In this succinct and well-written book, one of our most eminent philosophers provides a fresh reading of the view of freedom and morality developed by Thomas Reid (1710-1796). Although contemporary theorists have written extensively about the Scottish philosopher's contributions to the theory of knowledge, this is the first book-length study of his contributions to the controversy over freedom and necessity. William L. Rowe argues that Reid developed a subtle, systematic theory of moral freedom based on the idea of the human being as a free and morally responsible agent. He carefully reconstructs the theory and explores the intellectual background to Reid's views in the work of John Locke, Samuel Clarke, and Anthony Collins. Rowe develops a novel account of Reid's conception of free action and relates it to contemporary arguments that moral responsibility for an action implies the power to have done otherwise. Distilling from Reid's work a viable version of the agency theory of freedom and responsibility, he suggests how Reid's theory can be defended against the major objections―both historical and contemporary―that have been advanced against it. Blending to good effect historical and philosophical analysis, Thomas Reid on Freedom and Morality should interest philosophers, political theorists, and intellectual historians.

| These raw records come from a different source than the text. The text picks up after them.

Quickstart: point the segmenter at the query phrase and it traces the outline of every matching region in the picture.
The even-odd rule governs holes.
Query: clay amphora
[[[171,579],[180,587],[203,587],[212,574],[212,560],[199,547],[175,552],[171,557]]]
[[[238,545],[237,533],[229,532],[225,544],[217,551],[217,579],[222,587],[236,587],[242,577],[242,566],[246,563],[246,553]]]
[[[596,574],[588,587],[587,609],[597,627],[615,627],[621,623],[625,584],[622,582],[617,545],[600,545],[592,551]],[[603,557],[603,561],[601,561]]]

William Rowe gives a fantastic discussion on how British philosophers from Locke to Reid dealt with the problems of free agency and determinism. Regardless of whether one is a free will theist or a determinist, Rowe nicely clarifies what each thinker believed on these subjects.

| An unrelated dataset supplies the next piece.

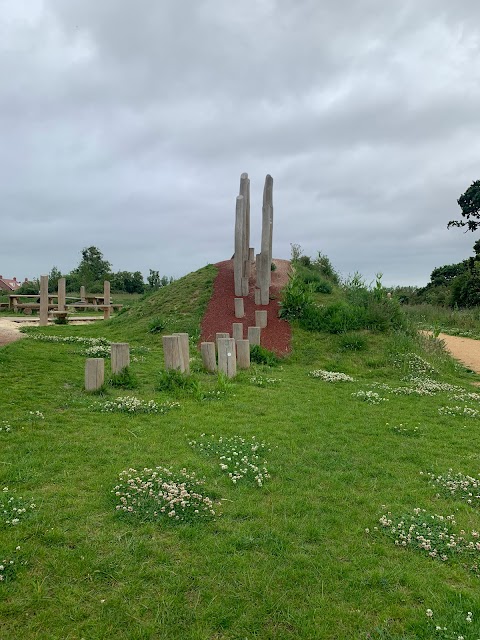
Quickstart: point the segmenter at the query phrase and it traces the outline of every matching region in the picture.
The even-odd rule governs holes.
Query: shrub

Rowe begins with Locke’s Volitional Theory of Action. Actions are of two sorts: thoughts and motions of the body. The action is preceded by a certain act of will. S is free with respect to action A just in case it is in S’s power to do A if S should will to do A and in S’s power to refrain from doing A if S should will to refrain (78).
Necessary agent: a person’s actions are determined by the cause preceding those actions. This does not conflict with Lockean freedom, for Lockean freedom does not require that given the causes we could have acted differently--only that we act.

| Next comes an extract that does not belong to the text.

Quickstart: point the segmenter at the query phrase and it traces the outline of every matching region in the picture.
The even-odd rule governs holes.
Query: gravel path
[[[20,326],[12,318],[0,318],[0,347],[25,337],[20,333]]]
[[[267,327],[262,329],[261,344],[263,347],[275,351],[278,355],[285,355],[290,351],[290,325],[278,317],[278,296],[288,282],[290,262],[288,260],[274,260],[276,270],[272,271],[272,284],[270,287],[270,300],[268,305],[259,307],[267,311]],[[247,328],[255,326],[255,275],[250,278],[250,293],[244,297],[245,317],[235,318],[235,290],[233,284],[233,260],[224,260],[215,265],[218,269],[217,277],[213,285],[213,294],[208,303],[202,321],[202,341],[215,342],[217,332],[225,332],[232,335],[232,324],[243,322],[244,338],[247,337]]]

Problem for Locke: what determines the will on a given occasion to suspend some desire that is otherwise strong enough to move the will towards some other action (Rowe 10)?
Rowe offers a devastating counter-factual scenario: if I inject you with a drug so you can’t move your legs, then on Locke’s view you aren’t sitting freely. But if instead I hook your brain to a machine where I take away your *capacity* to will otherwise, on Locke’s account it would seem that this is a “free action,” since nothing is “making me” sit down.
Agent or Event Causation:
Point of clarification: thoughts and bodily motions that are actions are caused by volitions, and the volitions themselves, although not caused by other events, are caused by the person whose volitions they are (31). The person is the cause of the volition. his is substance causation. It is not reducible to causation by events. FWA (free will advocate) do not deny that events cause actions, pace Jonathan Edwards, but that these events have a prior cause in agents.
Event causation: roughly a physical event. Rowe argues that a necessitarian cannot consistently see herself as an agent cause of some of her actions (64). Something cannot cause me to be the agent-cause of an action. Being caused to cause A implies that, given the cause, one lacked the power not to cause A (67).
Reid’s View of Causation and Active Power
Reid’s Three Conditions 1. An agent must have the power to bring about the act of will. 2. The power to refrain from bringing about the act of will. 3. Exert her power to bring about or refrain.
Reid’s most controversial point: every event has an agent cause (quoted in Rowe 55-56). Rowe is a good enough philosopher that he sees where Reid’s argument could go, though Reid himself didn’t make much of it. If every event has an agent cause, then at the root of the universe’s existence is a Personal Agent
Reid’s Arguments for Libertarian Freedom
Basic argument (95): 1. Certain actions are in our power. 2. Bringing about these actions requires that we will them. 3. Actions that are in our power depend upon the determinations of our will. 4. If actions that are in our power depend upon the determination of our will, then the determinations of our will are sometimes in our power. 5. The determinations of our will are sometimes in our power.
Conclusion:
This book, while technical at times, is a fine addition and even introduction to the free will debate.